Tradition is the repetition of experiences and ideas. Ritual and ceremony is the re-enactment of things previously done. It feels good, it establishes community, it provides something to do. It may provide a reminder, but it is not the thing itself.
Leaders are at the top. They speak, and others listen. They order, and others follow. They have the knowledge, they know the truth, they have a special authority. Priests, rabbis, gurus – masters of any kind. It is a desecration of human potential for understanding. Understanding is direct. There are no intercessors.
Idolatry is devotion to the transitory and secondary. Although this may be the embodiment of certain truths, by worshipping the form and the instrument the inner quality is diminished. It is the denial of that which is ultimate and primary.
Exclusivity is the narrowing of one’s focus to those with whom one agrees or is comfortable. It excludes all others.
Intellectuality is the top-heavy attempt to resolve problems with mind alone. Sentimentality is content with the feeling of the thing, rather than the thing itself . The excessive use of reason, and the dwelling in feeling, are both fragments. We must engage all our faculties, in active interpenetrating work that produces total understanding.
Rewards introduce irrelevant selfish motives.

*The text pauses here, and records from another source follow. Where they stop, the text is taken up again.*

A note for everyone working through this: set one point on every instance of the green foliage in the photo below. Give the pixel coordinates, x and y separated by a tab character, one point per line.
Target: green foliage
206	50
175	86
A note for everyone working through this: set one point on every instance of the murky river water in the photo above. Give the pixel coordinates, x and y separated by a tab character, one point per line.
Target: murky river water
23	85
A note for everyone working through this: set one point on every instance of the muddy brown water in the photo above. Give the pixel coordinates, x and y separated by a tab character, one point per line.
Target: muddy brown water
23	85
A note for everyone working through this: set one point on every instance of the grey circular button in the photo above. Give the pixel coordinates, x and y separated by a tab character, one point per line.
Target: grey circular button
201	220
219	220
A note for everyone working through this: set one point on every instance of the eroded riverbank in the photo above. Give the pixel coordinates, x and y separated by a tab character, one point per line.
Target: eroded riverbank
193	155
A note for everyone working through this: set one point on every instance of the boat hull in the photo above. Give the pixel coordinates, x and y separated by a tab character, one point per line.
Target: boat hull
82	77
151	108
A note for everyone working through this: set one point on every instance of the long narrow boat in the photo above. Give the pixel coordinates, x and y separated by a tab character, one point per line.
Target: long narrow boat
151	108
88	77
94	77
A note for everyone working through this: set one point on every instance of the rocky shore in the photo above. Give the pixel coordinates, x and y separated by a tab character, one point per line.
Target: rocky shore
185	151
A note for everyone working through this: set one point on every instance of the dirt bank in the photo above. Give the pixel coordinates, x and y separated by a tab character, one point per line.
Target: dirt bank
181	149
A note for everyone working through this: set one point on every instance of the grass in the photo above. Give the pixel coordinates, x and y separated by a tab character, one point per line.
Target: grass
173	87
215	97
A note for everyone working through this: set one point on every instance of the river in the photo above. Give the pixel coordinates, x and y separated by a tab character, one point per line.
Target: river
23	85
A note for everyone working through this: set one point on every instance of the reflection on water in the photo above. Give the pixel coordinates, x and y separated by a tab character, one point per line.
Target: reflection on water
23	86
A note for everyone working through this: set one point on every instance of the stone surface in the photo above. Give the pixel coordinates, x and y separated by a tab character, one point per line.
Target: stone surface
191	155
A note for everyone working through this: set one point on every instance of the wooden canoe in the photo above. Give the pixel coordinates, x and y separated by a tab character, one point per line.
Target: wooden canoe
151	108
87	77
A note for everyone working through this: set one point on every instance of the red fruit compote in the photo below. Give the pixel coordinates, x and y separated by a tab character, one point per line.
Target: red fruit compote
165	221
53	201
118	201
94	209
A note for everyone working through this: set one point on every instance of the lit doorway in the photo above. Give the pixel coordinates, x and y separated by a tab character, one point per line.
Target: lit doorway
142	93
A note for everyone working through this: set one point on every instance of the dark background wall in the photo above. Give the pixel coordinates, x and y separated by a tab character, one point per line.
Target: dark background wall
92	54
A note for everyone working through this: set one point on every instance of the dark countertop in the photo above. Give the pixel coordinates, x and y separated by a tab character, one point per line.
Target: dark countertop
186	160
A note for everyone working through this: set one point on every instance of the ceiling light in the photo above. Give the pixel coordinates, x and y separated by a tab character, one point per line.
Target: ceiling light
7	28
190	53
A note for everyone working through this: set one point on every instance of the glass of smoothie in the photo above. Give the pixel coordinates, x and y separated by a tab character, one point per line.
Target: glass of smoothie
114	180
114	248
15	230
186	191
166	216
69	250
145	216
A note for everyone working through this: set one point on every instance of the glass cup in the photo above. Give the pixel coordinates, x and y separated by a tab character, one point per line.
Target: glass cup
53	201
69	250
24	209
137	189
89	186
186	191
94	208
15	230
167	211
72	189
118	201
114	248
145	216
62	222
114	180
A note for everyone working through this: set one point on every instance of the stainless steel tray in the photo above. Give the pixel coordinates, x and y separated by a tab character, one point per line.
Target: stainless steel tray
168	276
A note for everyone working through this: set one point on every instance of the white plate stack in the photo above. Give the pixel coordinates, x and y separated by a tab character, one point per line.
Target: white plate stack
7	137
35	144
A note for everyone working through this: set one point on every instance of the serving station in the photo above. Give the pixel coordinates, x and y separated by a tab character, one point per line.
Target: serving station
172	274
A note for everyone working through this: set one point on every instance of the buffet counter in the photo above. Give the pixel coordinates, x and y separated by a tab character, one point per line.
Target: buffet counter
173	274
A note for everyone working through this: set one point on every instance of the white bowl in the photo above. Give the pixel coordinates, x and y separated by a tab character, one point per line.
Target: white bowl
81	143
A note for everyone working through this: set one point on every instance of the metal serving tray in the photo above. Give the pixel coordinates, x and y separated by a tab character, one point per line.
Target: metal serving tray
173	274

They make it impossible to bring authentic motivation, and they divert attention from understanding.

The core of religion contains no authority, tradition, ritual, leaders, idolatry, exclusivity, or rewards. It is the opposite of all these. It is possible to disavow all of these dogmatic elements, without rejecting the central truths which we can find in an existing religion. By fearlessly renouncing all of these inessential and sometimes divisive beliefs, we reach the starting point of understanding. Understanding begins with humility.